The Wilderness of Dragons: The reception of dragons in thirteenth century Iceland
By Robert E. Cutrer
Master’s Thesis, University of Iceland, 2012
Introduction: Throughout history, the dragon has always dwelt prominently within the hierarchy of monsters. In thirteenth century Iceland, however, the dragon consists of more than the mere imagining of man; it is a creature that is imbued with centuries of history, biology, theology, and mythology synthesized into an oftentimes wholly logical and other times completely fantastical beast. By tracing the aspects of the dragon not only through its mythic past but also through historical, encyclopedic, and archaeological sources an image arises reflecting all of the forces at work in thirteenth century Iceland; additionally, analyzing the methodology and patterns within the dragon-slayings will show the influence of foreign romances and their synthesis into the cultural motif of the Icelandic dragon.
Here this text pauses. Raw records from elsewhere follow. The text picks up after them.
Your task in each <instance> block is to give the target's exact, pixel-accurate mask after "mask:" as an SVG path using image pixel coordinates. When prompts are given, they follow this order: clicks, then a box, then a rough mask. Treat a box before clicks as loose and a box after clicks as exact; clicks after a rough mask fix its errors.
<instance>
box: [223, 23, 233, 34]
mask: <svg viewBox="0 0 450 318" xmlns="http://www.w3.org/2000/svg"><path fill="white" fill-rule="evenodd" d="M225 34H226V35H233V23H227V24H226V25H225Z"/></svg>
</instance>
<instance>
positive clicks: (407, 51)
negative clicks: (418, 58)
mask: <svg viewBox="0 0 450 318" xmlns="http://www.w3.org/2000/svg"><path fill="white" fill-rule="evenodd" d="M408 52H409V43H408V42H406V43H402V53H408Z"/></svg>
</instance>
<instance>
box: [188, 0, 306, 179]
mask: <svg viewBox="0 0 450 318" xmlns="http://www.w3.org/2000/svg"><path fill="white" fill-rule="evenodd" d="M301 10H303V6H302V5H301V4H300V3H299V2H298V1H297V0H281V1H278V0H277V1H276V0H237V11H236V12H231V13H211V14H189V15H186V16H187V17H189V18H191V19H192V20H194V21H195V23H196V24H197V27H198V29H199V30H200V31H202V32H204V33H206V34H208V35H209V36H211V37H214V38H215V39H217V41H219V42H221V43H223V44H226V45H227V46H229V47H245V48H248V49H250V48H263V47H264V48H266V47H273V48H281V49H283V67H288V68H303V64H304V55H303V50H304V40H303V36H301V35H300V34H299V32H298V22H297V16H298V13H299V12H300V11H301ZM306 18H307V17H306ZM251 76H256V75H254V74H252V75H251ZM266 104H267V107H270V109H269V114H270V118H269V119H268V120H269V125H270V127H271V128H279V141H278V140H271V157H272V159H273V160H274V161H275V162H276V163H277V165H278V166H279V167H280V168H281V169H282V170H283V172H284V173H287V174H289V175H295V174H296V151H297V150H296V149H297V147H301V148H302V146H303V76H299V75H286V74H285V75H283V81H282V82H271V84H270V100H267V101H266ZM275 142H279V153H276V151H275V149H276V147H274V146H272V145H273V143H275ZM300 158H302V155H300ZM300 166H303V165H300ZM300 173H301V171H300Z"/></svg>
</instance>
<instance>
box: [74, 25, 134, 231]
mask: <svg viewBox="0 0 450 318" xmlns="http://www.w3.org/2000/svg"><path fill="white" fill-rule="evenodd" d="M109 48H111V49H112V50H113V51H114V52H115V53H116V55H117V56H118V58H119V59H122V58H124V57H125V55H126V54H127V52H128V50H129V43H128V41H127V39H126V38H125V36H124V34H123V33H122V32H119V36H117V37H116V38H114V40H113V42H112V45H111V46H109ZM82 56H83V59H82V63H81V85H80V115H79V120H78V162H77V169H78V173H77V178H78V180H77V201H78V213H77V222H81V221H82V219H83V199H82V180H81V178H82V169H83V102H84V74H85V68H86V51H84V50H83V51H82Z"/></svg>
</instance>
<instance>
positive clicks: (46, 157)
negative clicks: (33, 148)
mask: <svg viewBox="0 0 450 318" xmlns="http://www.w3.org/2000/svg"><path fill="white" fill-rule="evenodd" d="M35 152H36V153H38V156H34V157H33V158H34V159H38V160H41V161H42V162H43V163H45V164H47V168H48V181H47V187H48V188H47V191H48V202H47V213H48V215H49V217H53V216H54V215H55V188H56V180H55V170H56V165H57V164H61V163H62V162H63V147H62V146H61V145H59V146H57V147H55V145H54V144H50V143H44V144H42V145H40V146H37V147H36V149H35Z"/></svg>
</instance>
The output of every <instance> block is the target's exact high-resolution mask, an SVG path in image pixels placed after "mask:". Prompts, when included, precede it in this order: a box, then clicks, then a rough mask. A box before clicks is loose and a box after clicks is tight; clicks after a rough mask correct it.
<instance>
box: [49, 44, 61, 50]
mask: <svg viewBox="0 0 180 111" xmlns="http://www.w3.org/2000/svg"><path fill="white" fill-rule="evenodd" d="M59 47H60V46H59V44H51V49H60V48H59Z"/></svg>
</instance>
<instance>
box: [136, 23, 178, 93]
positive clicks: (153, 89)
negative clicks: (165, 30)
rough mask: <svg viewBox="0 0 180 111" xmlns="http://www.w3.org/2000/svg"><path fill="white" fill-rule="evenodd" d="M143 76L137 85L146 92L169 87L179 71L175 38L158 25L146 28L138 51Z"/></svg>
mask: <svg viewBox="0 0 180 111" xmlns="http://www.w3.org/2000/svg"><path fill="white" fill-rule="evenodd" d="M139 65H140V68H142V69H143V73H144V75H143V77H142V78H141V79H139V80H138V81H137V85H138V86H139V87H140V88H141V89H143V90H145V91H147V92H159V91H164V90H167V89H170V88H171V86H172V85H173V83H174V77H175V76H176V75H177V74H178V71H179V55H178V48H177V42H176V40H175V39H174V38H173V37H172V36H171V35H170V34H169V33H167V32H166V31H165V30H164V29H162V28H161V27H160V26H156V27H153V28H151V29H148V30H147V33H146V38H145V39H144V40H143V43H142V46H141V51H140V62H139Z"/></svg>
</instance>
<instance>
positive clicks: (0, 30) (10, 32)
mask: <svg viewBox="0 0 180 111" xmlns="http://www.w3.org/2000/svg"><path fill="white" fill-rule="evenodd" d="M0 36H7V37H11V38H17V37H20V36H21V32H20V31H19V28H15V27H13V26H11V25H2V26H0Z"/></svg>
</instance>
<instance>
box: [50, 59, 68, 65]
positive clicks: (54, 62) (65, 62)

For the motif “dragon” to be comprehensible, the idea must be mutually intelligible within the audience. Kathryn Hume notes, “For supernatural beings to be effective in stories, they must be part of a tradition the audience knows and to which it is conditioned to respond.” The idea of the inherent value of the word is addressed by M. M. Bakhtin who writes, “It is not a neutral word of language, not as free from the aspirations and evaluations of others.” The mutual intelligibility of word-images in essential for the texts to be understood. Joyce Tally Lionarons observes, “… we do not not know what a dragon is either. When the word enters actual usage it is not semantically empty…In order to understand the meaning of the word-image ‘dragon’ in medieval literature it is therefore necessary to reconstruct from each individual text both the internal and external questions to which the dragon is an answer.” The majority of scholarship on dragons, however, tends to focus either on studies of an individual dragon—exemplified in the studies of Fáfnir—or in a structuralist approach to trace the dragon back to its origins. Both of these approaches are important, but the shared word-image ‘dragon’ must also be investigated within the epoch of contemporary literature to further elucidate the intentions and adaptations of authors. In works with a clear intention, such as Þiðreks saga af Bern and Þáttr af Ragnars sonum, analysis reveals patterns and uses that can be used to elucidate dragons within more nebulous texts, such as Brennu-Njáls saga.